Passenger rail advocates from Alaska, Washington, Oregon, Idaho and Montana were in attendance to hear a keynote speech from Federal Railroad Administrator Joseph Szabo plus presentations by NARP Chairman Bob Stewart and Amtrak VP—Government Affairs and Corporate Communiations Joe McHugh.
You can find video of the local news coverage on the NARP Blog.
The head of the U.S. Department of Transportation and the Federal Railroad Administration joined with local officials and advocates at Portland’s Union Station on March 16 to recognize the work done on the Pacific Northwest Passenger Rail Corridor construction project.
The region has received $814 million in High Speed and Intercity Passenger Rail Program grant dollars to upgrade the intercity passenger rail corridor that runs between Vancouver, British Columbia, Seattle, Portland and Eugene, Oregon. The upgrades will provide a much needed expansion in capacity, with the number of roundtrips between Portland and Seattle expected to increase by 50 percent in just five years.
“All across the country, rail projects like this are putting Americans to work creating transportation options while reducing congestion,” said Transportation Secretary Ray LaHood. “As part of President Obama’s plan to rebuild America, this project is spurring economic development in the short term and will transform American transportation for generations to come by bolstering our economic competitiveness.”
The move will benefit the southern segment, which connects the cities of Portland, Salem, and Eugene. This corridor links Oregon’s economic center to the state capital, and joins the three largest public universities. Ridership on the southern segment grew 22 percent last year.
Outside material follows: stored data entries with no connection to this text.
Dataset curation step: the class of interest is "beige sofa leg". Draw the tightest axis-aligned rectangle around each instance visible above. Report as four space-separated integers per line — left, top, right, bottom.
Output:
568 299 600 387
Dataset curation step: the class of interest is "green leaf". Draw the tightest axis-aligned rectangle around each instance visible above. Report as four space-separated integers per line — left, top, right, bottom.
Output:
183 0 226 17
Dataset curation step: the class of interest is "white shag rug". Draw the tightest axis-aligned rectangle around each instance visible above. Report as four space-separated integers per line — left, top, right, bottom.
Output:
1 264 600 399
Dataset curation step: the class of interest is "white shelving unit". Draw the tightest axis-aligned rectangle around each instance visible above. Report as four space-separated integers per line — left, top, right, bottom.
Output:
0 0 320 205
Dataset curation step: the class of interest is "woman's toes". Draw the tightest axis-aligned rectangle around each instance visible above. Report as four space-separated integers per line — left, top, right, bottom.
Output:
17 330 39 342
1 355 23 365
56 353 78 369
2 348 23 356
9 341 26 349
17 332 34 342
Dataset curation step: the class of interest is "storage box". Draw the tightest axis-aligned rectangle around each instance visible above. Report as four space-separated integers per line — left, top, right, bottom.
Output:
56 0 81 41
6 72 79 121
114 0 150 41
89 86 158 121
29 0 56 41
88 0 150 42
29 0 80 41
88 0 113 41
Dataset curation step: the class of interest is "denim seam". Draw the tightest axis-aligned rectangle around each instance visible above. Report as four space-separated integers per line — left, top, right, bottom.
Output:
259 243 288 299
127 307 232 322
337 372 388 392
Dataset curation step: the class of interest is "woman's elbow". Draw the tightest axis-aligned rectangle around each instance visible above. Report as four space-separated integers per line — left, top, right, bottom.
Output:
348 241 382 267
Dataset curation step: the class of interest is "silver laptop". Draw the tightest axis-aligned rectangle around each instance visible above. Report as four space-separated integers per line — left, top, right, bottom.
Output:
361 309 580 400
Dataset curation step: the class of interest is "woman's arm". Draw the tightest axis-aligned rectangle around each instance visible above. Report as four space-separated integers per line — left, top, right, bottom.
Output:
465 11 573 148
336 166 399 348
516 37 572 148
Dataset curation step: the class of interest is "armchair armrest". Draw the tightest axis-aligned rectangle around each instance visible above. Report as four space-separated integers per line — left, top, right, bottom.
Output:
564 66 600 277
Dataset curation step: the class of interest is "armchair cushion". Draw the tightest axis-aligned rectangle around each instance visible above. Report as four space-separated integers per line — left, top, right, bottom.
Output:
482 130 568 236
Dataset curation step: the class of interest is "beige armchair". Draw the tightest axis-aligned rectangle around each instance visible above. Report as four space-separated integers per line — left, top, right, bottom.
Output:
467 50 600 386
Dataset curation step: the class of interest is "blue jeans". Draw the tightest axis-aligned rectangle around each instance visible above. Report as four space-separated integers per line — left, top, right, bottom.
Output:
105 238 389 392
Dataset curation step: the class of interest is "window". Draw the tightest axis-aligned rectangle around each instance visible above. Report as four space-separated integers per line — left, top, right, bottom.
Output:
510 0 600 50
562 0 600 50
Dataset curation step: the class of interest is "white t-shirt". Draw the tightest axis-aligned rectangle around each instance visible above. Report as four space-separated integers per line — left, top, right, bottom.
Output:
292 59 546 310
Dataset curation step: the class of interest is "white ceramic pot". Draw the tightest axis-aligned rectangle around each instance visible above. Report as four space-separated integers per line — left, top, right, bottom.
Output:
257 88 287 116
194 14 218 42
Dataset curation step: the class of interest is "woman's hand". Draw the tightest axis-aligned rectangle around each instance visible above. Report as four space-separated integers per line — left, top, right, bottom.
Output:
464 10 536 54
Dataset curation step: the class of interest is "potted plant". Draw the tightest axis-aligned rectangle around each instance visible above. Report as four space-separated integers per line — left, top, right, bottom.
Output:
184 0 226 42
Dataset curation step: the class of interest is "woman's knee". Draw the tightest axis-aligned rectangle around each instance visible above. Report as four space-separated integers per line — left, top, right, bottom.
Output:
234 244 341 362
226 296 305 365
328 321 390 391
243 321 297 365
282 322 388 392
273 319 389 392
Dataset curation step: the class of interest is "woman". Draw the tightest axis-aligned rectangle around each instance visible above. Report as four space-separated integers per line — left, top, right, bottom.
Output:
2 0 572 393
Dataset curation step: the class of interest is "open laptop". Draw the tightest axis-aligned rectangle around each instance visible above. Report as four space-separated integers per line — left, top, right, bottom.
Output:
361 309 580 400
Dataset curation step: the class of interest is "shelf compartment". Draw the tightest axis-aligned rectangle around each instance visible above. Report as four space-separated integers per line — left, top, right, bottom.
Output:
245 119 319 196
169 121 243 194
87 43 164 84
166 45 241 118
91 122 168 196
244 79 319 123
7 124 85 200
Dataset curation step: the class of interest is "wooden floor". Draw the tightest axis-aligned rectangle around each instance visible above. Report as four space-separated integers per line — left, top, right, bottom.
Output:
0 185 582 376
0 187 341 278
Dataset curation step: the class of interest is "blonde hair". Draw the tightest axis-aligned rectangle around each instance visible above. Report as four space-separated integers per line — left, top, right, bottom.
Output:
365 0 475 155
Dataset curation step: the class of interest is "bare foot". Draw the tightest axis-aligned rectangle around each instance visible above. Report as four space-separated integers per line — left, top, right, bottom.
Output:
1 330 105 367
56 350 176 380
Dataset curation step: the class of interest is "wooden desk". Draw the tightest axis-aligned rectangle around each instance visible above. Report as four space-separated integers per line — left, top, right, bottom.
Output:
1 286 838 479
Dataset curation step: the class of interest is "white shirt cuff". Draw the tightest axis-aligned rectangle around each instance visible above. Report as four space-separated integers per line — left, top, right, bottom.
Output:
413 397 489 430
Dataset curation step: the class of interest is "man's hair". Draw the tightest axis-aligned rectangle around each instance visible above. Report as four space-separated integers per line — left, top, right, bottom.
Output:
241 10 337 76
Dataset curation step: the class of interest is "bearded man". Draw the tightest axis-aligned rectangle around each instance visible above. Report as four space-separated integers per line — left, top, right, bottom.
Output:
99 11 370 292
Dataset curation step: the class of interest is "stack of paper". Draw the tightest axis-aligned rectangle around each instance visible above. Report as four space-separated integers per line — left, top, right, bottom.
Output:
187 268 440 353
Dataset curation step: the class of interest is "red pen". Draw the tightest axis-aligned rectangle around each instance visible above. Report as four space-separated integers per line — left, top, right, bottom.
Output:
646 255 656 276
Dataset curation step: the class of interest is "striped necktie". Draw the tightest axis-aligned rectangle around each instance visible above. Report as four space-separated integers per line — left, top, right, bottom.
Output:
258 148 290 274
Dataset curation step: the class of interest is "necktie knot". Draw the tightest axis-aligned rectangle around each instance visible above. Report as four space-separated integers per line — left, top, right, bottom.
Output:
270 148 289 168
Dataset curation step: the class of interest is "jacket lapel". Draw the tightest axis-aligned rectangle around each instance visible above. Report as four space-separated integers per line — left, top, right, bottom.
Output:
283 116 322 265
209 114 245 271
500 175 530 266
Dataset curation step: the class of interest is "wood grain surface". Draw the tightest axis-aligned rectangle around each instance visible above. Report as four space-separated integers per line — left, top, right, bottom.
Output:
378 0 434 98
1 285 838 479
“A world-class transportation network is the foundation of America’s economic success,” said Administrator Joseph Szabo. “These investments create American jobs, make the regional economy stronger and produce a more efficient transportation system that’s better for consumers and the environment.”
Amtrak is teaming up with actress and philanthropist Rosario Dawson for National Train Day on May 12 of this year.
Amtrak will host key events at stations in New York City’s Grand Central Terminal, Philadelphia’s 30th Street Station, and Union Stations in Chicago and Los Angeles (Washington, D.C. won’t have an event this year due to extensive restoration work being done in Union Station to repair damage caused by an earthquake in August). There will also be scores of events organized by local passengers throughout the country.
Dawson was enthusiastic in her reminiscing on the importance of trains in her childhood:
“I love trains not only because they offer a more intimate way to see the country and experience the communities along the way, but also because they are one of the greenest ways to travel, which is a value that has always been important to me. So many of my very first memories of travel as a kid in New York City were on the train. I remember riding on Amtrak and jumping up at the first opportunity to visit the café car. It’s great to be able to walk around, hang out and grab a bite at my leisure. I’m always watching the fast changing scenery through the windows which can be as mesmerizing as a film. It always makes the trip so much more vivid.”
Amtrak’s events will include displays on equipment, model trains, high-speed trains, K-9 units, and more. There will also be activities for children and Amtrak merchandise for sale.
“We are thrilled to have Rosario Dawson, someone who is an inspiration both on and off the screen, as our spokesperson for the 5th Annual National Train Day,” says Emmett Fremaux, “Like many of our customers, she is passionate about staying connected to her community and is someone who enjoys the journey, not just the destination.”